William Cook

I can’t recall a time when the destruction of a structure made so many people so distressed

It really is rotten luck, and also cruelly ironic. Just as Glasgow was done debating how best to demolish its hideous Red Road flats, its most beautiful building, Glasgow School of Art, goes up in smoke. No one hurt, apparently, which is a relief, but an awful lot of artwork lost, a unique archive and a precious library. However it’s the actual building which everyone seems most upset about. Indeed, I can’t recall a time when the destruction of a single structure made so many people so distressed. It shows we can love or hate a building, like a person. It shows architecture really matters. So why does Charles Rennie Mackintosh’s masterpiece matter so much?

Until you’ve seen Glasgow School of Art with your own eyes (not just on Google images) you can’t imagine its impact. It isn’t merely visual. It’s almost sensual. This building packs a punch. Mackintosh’s style is sometimes likened to Art Nouveau, but that comparison was never quite right and here it’s way off the mark. He has nothing in common with those effete Francophones. True, his interior designs are sometimes flowery, as in the Willow Tea Rooms, just up the road.

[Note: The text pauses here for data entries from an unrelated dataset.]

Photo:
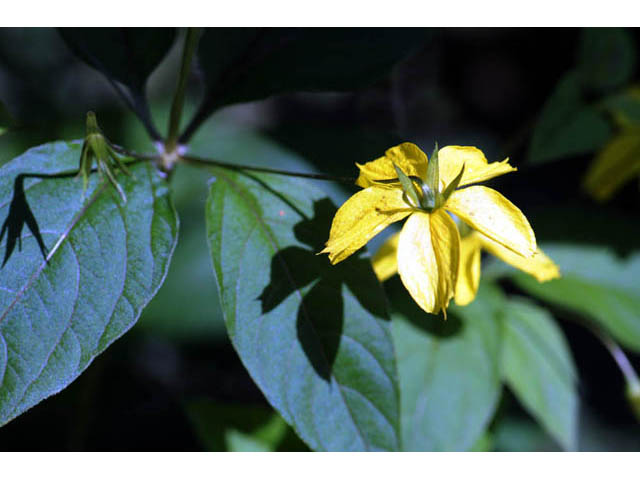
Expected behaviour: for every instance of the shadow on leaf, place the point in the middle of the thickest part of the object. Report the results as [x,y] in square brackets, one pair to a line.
[20,214]
[300,271]
[434,325]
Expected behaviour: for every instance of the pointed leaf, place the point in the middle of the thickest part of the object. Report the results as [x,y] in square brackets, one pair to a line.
[127,55]
[105,262]
[449,372]
[606,58]
[595,283]
[314,337]
[537,365]
[241,428]
[246,64]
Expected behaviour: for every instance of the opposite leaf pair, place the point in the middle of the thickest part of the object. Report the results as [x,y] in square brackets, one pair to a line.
[434,263]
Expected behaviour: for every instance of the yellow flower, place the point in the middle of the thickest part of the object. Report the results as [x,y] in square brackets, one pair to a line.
[539,265]
[403,184]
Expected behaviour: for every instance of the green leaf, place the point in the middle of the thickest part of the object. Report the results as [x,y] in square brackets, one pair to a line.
[127,55]
[596,284]
[616,164]
[246,64]
[449,372]
[314,337]
[186,308]
[6,120]
[567,125]
[537,365]
[240,428]
[606,57]
[625,107]
[105,262]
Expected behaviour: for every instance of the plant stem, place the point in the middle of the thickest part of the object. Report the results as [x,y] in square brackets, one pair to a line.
[190,44]
[232,166]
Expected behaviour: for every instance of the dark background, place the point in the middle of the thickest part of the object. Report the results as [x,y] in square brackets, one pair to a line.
[482,87]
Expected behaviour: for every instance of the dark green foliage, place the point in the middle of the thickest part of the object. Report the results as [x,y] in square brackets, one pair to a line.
[105,262]
[315,337]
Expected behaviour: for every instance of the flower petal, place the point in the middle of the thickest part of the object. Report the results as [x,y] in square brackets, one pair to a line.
[407,156]
[361,217]
[428,256]
[492,214]
[476,167]
[539,265]
[385,261]
[469,270]
[616,164]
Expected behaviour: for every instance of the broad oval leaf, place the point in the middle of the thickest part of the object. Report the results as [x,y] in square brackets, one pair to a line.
[596,284]
[567,125]
[246,64]
[127,55]
[105,261]
[449,372]
[314,337]
[537,365]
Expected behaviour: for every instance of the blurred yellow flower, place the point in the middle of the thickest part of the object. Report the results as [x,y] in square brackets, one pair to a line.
[403,184]
[615,165]
[540,266]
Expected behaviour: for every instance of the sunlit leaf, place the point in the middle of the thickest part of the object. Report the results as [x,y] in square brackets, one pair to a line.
[449,372]
[105,261]
[597,284]
[567,125]
[537,365]
[314,337]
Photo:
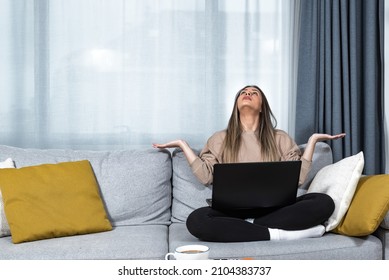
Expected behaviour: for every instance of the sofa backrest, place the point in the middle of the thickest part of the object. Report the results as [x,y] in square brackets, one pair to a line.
[135,185]
[189,194]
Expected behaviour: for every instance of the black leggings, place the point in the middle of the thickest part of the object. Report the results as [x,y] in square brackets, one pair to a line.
[309,210]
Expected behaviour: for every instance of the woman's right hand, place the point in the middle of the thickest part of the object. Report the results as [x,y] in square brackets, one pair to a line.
[171,144]
[189,154]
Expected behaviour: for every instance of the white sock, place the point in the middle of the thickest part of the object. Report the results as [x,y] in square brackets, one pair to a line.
[280,234]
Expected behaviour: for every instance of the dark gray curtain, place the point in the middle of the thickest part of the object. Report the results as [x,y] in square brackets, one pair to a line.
[340,77]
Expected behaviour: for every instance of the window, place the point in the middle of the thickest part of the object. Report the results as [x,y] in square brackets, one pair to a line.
[126,73]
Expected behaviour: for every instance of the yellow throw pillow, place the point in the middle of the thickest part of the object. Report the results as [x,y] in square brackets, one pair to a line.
[368,207]
[52,200]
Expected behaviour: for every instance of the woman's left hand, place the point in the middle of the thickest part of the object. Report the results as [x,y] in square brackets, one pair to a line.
[317,137]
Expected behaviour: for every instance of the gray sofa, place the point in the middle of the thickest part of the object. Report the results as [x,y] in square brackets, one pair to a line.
[148,195]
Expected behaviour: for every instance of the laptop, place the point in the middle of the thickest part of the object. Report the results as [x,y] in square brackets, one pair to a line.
[245,187]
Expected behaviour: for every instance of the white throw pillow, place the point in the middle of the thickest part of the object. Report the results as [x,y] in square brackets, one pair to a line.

Here, however, he’s far more muscular. His Glasgow School of Art is more sculptural than architectural. It’s a futuristic fortress, a weird amalgam of ancient and modern. It feels as if it’s been there forever, yet over a century since it was built it still looks avant-garde. There really is nothing like it. The first time I saw it, I wasn’t even looking for it. I spotted it from the top deck of a bus and said out loud, ‘What the hell is that?’

Its effect is heightened by its workaday surroundings. There are some grand buildings on Renfrew Street, but also an awful lot of tat.